If anything, the film suffers a little bit from its insistence on too much speed. Considering that a fatal car crash of a beloved friend provides the impetus for the main plot, very little regard is shown for the safety of others during the subsequent races, with cars crashing and presumably people dying as a result of these drivers' pretty frivolous hobby. At one point even a school bus comes into play and ends up just being another obstacle for the racers to overcome, rather than a factor with potentially devastating consequences.
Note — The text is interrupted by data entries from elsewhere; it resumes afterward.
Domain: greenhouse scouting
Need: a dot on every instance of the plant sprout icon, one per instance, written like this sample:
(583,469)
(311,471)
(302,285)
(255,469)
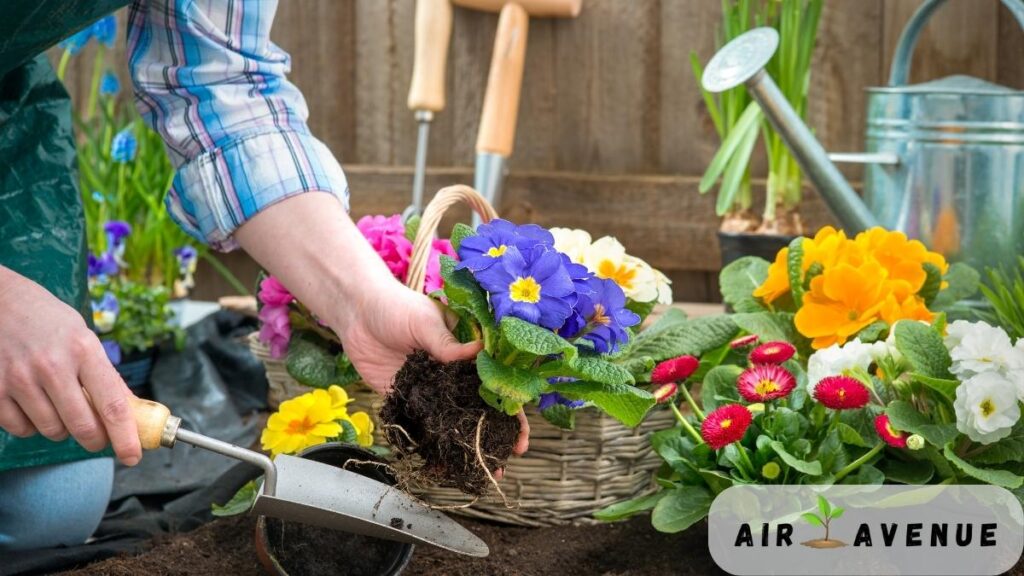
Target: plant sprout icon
(828,513)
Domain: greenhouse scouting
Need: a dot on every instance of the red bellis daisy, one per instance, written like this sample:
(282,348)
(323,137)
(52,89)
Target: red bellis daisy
(726,424)
(765,381)
(772,353)
(674,370)
(841,393)
(744,341)
(893,437)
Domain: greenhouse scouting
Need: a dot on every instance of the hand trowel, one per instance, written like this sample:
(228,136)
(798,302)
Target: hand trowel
(308,492)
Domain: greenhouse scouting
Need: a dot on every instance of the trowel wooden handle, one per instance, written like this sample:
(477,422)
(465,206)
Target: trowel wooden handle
(151,418)
(501,101)
(433,31)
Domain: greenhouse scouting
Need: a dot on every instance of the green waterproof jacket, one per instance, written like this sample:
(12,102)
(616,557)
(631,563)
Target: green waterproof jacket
(41,219)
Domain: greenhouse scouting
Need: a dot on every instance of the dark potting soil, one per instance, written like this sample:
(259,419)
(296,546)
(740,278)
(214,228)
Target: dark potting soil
(433,411)
(310,550)
(628,548)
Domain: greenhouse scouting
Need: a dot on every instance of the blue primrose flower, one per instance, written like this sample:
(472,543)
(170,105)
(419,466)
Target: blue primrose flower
(550,400)
(531,286)
(124,146)
(494,239)
(110,85)
(601,317)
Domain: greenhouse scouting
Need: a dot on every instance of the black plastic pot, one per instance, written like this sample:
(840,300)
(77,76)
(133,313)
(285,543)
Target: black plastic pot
(136,368)
(394,556)
(735,246)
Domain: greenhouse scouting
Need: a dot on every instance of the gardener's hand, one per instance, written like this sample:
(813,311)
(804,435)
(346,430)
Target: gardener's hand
(47,357)
(310,244)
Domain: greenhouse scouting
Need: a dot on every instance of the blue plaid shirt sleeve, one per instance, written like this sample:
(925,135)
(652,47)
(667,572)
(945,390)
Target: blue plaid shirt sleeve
(208,78)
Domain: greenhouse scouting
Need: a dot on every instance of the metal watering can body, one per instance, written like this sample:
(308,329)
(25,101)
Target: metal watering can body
(944,161)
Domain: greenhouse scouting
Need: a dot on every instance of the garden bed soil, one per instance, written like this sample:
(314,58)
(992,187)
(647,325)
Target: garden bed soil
(225,547)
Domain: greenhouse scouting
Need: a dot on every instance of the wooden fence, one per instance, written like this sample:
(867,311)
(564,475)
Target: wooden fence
(612,133)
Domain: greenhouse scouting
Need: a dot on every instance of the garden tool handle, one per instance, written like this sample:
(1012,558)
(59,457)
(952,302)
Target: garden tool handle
(433,31)
(501,101)
(156,425)
(900,72)
(431,218)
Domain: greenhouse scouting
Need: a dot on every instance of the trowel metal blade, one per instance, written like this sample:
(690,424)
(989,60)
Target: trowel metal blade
(314,493)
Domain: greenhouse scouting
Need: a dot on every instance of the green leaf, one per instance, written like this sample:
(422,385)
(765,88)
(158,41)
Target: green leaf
(560,416)
(873,332)
(964,282)
(413,227)
(795,268)
(459,233)
(534,339)
(824,506)
(627,508)
(693,337)
(309,362)
(739,279)
(596,370)
(720,386)
(767,325)
(933,283)
(240,503)
(625,403)
(1009,449)
(812,519)
(681,508)
(913,472)
(850,436)
(923,347)
(508,382)
(1005,479)
(903,416)
(810,468)
(945,386)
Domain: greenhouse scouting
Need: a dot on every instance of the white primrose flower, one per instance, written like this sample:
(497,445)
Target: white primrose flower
(838,360)
(986,407)
(606,258)
(979,347)
(572,243)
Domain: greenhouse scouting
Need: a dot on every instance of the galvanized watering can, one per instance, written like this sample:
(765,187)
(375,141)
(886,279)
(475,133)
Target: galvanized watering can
(944,161)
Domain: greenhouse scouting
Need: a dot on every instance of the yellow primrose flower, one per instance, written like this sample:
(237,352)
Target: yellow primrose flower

Likewise the film shows a blatant disregard for the police in a way that hasn't been seen since '70s exploitation flicks. They aren't the villains of the film by any means, but the authorities are there to be scuppered, flouted and beaten at every turn despite the fact that it is perfectly reasonable for them to try to prevent this illegal activity from causing untold damage and harm. And just to show how little respect the film has for the police, they are shown using prevention tactics that are just as dangerous as the racers themselves. It all leaves doubts as to whom you're really supposed to be rooting for.

Fuck it, anyone who is against illegal street-racing doesn't deserve to live anyway.

And yet, these are hang-ups for a film that is already doing a lap of honour by the time you think of them. When a film moves along at such a fast pace, who has time to wonder why some cars explode easily upon impact and others burn for a little while as and when the plot requires them to? Or why a race cliché of two drivers eyeing each other side by side is resolved when one of them just puts his foot down even more on the accelerator? Or even the fact that, Aaron Paul’s purposeful protagonist doesn't actually seem to have a clear plan or reason to compete in the final race?

No, when you just enjoy getting swept up in the momentum of this simply told, succinctly plotted, stupidly fun movie, there’s no time to be concerned about plot niggles. A need for speed indeed.